Солнце ярко сияло в безоблачном небе над огромной толпой купцов, владельцев городских лавок, подмастерьев и рабочих, наводнивших парижские улицы. Судьба даровала Марии Стюарт превосходный, ясный день для свадьбы в апреле, известном своей переменчивой погодой. Большая часть церемонии должна пройти на свежем воздухе, в специально сооруженном перед собором Нотр-Дам павильоне под названием ciel-royal [203] , обтянутом синим шелком с вышивкой из золотых королевских лилий и гербов Шотландии. Бархатная ковровая дорожка перед павильоном повторяла эти цвета и узоры. За последние двести лет парижане еще ни разу не видели свадьбу дофина, и город находился в напряженном предвкушении яркого зрелища: костюмов, музыки, торжественной церемонии и традиционной милостыни, разбрасываемой в толпу.
203
Королевский балдахин (фр.).
С самого рассвета они слышали звуки труб, флейт и барабанов, доносившиеся с монастырского двора перед дворцом архиепископа. В этих звуках слышалось обещание: «Подождите… уже скоро». Люди бродили вокруг, ели хлеб с сыром, который принесли с собой, и чувствовали, как восходящее солнце начинает разгонять утреннюю прохладу.

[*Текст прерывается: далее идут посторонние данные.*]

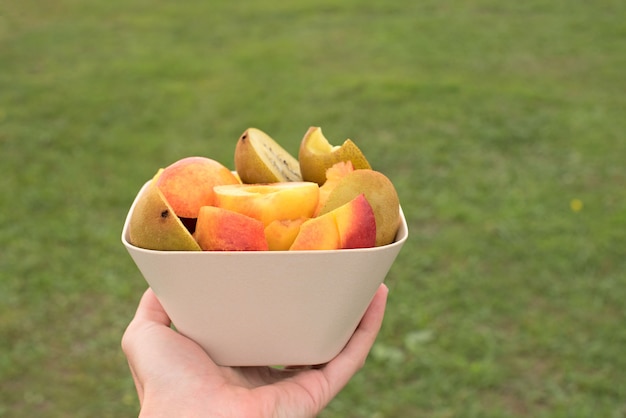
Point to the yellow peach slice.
(153, 225)
(281, 233)
(316, 155)
(351, 225)
(220, 229)
(268, 202)
(260, 159)
(188, 183)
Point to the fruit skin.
(268, 202)
(333, 175)
(260, 159)
(280, 234)
(188, 183)
(154, 225)
(316, 155)
(220, 229)
(379, 192)
(351, 225)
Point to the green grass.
(491, 119)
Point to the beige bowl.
(252, 308)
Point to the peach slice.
(281, 233)
(153, 225)
(351, 225)
(380, 193)
(220, 229)
(316, 155)
(188, 183)
(260, 159)
(268, 202)
(333, 175)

В середине утра процессия тронулась в путь: появились швейцарские стражники и музыканты, эскортирующие благородных гостей в Нотр-Дам. За ними последовали шотландские музыканты и менестрели, носившие красно-желтые ливреи и игравшие свои национальные мелодии на волынках и барабанах. Потом прошла сотня дворян из королевской свиты, торжественно шагавшие в ногу, а за ними кровные принцы в роскошных одеждах с фамильными драгоценностями, сверкавшими в такт их медленным, небрежным движениям.
Понадобилось полчаса, чтобы они прошли; затем появились князья церкви, аббаты и епископы, носившие большие церемониальные кресты из драгоценных металлов, митры, украшенные самоцветами, и мантии, расшитые золотом. Вместе с ними шли четыре кардинала: братья Гизы, Бурбон и папский представитель дю Белле.
Наконец появился дофин в окружении двух младших братьев, восьмилетнего Шарля и семилетнего Анри. Франциск механически переставлял ноги и смотрел прямо перед собой, как будто под колышущимся шелковым балдахином его ожидало что-то неприятное: горькое лекарство или назидательная лекция.